Years before adults develop schizophrenia, there is a pattern of cognitive difficulties they experience as children, including problems with verbal reasoning, working memory, attention and processing speed.
Drawing on a long-term study of more than 1,000 New Zealanders born from 1972 to 1973, a team led by Duke researchers has found a consistent pattern of developmental difficulties that first appeared when adult study subjects with schizophrenia were 7 years old.
"The proportion of kids who don't score well on these tests is big, and the number of kids who develop schizophrenia is tiny," said study co-author Terrie E. Moffitt, the Knut Schmidt Nielsen professor of psychology and neuroscience at Duke. But now that the study subjects are in their late 30s and mental illnesses have been identified, "we looked backwards to understand more about how schizophrenia may develop."
By age 32, 1 percent of the study participants met the formal criteria for schizophrenia and had been hospitalized and put on antipsychotic medication. Another 2.5 percent met the diagnostic criteria for the disorder, but hadn't received treatment.
Knowing what they know now, the researchers were able to track the progress of these cognitive deficits as the subjects went through testing at ages 3, 5, 7, 9, 11 and 13 as part of the Dunedin Multidisciplinary Health and Development Study.
"These kids are lagging behind to begin with and they continue to fall behind," said study co-author Richard Keefe, director of Duke's Schizophrenia Research Group. Their verbal skills are initially poor, and then they develop other problems along the way, including difficulties with memory and verbal processing, key factors in learning.
For each year between the ages of 7 and 13, the children who later received a diagnosis of schizophrenia lost between 0.17 and 0.26 years in mental age when compared with the other children.
Two patterns emerged: The children who developed adult schizophrenia had early deficits in verbal and visual learning, reasoning and conceptualization that remained with them as they grew. They also showed slower development than their peers in processing speed, attention, visual-spatial problem-solving and working memory. The data argues against one theory that schizophrenia stems from a deterioration of cognitive abilities. The minds of these children grew, they just didn't grow as well.
Adults with schizophrenia have been known to lag about 8 points behind the average person in IQ tests, but this study puts a finer point on where and how they might differ. The article will appear in the February issue of the American Journal of Psychiatry and was published online Jan. 4.
How or why schizophrenia later develops is still a mystery, but this new evidence provides some valuable clues, said co-author Avshalom Caspi, the Edward M. Arnett Professor of psychology and neuroscience at Duke. It's possible that a child who struggles to make sense of the world becomes more socially isolated or more delusional, Caspi said. "How does a brain that's ill-equipped to deal with novel sensations deal with the stresses of adolescence?"

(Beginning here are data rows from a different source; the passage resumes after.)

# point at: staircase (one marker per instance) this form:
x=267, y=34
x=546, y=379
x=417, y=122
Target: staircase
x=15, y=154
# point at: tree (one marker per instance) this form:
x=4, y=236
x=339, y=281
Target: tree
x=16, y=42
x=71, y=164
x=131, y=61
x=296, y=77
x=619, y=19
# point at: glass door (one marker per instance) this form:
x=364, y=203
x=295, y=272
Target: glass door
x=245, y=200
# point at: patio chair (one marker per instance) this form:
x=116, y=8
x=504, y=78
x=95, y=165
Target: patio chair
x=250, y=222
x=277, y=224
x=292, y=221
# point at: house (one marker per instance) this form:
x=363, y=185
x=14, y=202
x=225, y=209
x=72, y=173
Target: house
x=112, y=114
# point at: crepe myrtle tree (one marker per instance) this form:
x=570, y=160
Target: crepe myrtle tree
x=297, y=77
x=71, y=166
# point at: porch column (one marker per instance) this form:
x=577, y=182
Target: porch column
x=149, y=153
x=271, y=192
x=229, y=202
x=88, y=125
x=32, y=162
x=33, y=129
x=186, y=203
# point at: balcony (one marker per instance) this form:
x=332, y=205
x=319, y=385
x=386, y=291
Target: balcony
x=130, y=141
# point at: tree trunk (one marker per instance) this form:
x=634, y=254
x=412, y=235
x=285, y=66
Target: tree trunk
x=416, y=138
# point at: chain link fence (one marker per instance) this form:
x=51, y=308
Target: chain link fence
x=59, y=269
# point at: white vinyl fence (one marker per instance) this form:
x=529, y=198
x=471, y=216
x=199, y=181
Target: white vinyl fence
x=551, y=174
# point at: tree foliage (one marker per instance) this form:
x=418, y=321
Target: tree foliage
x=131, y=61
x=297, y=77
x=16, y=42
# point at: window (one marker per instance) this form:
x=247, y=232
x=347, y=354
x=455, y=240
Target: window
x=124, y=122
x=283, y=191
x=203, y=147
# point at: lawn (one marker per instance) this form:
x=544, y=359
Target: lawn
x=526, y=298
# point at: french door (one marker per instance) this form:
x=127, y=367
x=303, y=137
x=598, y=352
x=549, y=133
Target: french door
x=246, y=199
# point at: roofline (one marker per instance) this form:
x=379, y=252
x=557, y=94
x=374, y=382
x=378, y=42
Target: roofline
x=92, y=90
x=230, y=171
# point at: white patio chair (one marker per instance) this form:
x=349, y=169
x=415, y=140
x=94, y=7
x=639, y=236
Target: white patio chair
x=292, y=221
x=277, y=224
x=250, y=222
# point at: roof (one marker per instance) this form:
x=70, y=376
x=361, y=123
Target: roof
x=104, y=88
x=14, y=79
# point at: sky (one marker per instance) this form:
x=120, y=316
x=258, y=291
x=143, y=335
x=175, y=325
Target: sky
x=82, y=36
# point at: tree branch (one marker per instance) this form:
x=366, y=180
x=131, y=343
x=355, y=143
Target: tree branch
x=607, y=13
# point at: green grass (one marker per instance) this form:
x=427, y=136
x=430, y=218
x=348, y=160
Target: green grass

With this new evidence in hand, it may be tempting to try to somehow prevent schizophrenia by treating younger patients with anti-psychotic medications, said Keefe. But you'd be treating 20 percent of kids to prevent the 1 percent occurrence of schizophrenia, meaning 19 patients were treated unnecessarily, risking side effects.
"Of course, eventually we hope we'd be able to intervene, maybe even without drugs," Keefe said. Knowing more about the early clues to schizophrenia could lead to better studies of possible cognitive interventions, he said.
The findings suggest that adult psychosis doesn't just emerge fully-formed. It probably comes from a developmental process. "What we think of as adult psychiatric disorders have their roots much earlier in life," Caspi said.